The groups want to allocate resources away from law enforcement, including removing police from communities and increasing access to mental healthcare, neighborhood trauma centers, and community food banks. Advocates said tackling bias as a public health issue means “no partnerships, contracts, and arrangements between law enforcement and other entities, including data-sharing agreements.”

In the letter, advocates also pointed to the 2009 passage of the Matthew Shepard Act, which included sexual orientation and gender identity in federal hate crime legislation. Advocates noted that despite this law, transgender people of color continue to experience high levels of violence, underscoring the need to change the “structural conditions that lead to violence against marginalized communities.”

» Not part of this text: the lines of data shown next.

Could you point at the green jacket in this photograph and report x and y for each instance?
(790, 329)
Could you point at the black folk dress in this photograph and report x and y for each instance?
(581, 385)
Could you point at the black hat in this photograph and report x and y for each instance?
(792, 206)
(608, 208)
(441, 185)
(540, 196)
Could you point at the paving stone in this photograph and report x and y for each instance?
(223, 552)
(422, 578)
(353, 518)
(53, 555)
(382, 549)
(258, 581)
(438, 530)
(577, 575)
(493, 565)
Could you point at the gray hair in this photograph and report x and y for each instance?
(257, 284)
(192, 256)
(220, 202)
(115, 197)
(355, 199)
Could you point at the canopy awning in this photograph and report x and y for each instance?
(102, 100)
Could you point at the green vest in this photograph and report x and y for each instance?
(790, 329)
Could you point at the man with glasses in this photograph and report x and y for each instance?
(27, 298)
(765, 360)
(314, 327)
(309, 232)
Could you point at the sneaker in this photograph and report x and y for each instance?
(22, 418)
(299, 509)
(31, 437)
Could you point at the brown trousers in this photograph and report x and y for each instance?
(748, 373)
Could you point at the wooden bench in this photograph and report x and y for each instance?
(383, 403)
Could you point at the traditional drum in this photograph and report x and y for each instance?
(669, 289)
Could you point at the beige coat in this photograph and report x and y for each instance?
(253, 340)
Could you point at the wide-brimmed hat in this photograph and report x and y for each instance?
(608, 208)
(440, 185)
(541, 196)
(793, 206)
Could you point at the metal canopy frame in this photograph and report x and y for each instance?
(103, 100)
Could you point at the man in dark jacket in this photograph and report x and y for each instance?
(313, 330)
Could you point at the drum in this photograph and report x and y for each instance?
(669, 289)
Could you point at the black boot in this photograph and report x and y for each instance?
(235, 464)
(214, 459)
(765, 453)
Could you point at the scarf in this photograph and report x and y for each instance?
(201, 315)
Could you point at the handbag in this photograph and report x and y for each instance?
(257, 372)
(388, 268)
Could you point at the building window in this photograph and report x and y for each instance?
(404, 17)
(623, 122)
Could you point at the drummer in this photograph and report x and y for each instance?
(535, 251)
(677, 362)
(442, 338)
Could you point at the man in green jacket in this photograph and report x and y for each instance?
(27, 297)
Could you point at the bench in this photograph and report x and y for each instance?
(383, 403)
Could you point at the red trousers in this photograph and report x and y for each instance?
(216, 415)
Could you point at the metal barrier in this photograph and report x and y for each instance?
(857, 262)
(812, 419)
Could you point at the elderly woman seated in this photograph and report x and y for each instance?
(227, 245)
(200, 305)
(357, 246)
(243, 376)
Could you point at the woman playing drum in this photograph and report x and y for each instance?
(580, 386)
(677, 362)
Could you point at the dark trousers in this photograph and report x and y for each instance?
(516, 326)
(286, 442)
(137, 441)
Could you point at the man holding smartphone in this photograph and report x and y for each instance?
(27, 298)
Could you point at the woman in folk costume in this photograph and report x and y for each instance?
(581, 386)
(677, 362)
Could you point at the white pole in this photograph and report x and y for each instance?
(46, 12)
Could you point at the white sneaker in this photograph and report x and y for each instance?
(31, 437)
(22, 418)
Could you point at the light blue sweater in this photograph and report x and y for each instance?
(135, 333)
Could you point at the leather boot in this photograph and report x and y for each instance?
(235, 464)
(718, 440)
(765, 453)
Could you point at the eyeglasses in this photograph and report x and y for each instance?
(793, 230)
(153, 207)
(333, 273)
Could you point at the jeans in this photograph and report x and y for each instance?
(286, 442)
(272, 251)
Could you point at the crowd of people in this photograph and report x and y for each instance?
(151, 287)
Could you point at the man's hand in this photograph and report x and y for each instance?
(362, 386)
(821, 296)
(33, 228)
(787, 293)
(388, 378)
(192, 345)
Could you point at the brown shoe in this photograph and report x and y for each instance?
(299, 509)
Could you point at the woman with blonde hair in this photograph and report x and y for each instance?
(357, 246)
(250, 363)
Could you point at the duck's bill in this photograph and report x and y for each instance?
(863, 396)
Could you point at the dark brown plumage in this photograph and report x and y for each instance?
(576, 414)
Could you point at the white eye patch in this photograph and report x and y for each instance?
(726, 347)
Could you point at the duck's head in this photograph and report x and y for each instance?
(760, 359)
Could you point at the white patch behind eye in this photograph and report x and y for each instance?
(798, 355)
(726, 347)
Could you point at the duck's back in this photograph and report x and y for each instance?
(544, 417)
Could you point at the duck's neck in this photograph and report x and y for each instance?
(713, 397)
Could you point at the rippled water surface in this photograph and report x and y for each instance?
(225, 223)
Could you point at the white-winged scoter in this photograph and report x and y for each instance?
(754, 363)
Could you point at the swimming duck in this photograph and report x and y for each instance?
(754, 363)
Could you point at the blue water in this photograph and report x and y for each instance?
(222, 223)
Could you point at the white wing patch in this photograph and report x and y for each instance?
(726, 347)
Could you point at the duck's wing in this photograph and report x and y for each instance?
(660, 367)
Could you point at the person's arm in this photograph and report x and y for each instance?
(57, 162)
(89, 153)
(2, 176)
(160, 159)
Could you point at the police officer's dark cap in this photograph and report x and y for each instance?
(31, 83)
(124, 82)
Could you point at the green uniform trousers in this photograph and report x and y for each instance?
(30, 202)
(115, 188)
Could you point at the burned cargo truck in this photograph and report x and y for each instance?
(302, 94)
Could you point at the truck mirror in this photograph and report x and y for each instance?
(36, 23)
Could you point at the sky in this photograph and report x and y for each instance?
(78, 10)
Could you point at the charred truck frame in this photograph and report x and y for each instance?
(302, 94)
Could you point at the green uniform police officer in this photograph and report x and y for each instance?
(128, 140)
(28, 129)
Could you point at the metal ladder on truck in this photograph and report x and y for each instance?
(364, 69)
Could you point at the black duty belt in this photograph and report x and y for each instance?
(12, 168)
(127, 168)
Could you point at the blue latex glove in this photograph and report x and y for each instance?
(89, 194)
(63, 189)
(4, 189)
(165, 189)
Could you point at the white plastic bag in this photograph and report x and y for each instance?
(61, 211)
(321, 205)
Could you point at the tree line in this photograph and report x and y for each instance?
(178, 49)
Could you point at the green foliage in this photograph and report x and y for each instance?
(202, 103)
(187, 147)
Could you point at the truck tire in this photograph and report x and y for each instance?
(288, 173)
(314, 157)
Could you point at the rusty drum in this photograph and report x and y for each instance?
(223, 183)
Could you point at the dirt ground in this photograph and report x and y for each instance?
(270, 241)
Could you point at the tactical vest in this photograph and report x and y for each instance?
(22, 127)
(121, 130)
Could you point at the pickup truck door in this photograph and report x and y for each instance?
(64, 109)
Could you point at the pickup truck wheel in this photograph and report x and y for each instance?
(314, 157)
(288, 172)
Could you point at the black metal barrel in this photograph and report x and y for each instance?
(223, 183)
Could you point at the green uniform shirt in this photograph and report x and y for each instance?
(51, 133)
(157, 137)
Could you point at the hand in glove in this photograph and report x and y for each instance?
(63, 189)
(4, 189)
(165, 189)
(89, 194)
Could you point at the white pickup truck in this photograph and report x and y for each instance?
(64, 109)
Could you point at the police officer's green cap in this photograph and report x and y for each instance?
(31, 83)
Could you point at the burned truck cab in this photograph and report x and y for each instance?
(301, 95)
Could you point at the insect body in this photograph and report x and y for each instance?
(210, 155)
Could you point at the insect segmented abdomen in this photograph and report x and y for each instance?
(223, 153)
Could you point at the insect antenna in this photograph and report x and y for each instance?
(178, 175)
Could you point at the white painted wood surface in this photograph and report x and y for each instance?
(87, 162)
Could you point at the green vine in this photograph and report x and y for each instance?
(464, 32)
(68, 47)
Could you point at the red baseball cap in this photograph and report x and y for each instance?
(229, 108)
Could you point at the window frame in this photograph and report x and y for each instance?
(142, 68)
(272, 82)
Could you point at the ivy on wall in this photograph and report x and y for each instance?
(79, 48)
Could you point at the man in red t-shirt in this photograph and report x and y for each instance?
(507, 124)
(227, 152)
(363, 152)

The bill, which follows a jury’s decision to convict Derek Chauvin for the murder of George Floyd, comes against the backdrop of the police shooting of an unarmed 32-year-old Black gay man in Virginia last month, as well as the fatal shooting of Daunte Wright, a 20-year-old Black man in Minnesota, and Ma’Khia Bryant, a Black teenage girl in Columbus, Ohio.

“If you feel safe calling the police, then that is a privilege,” Jindasurat said. “The police are still not safe for trans people, for trans women of color who are experiencing disproportionate violence and murder, year after year, the police are not safe for undocumented LGBTQ and Asian community members.”

He added, “They are not safe for everybody, so we have to think bigger.”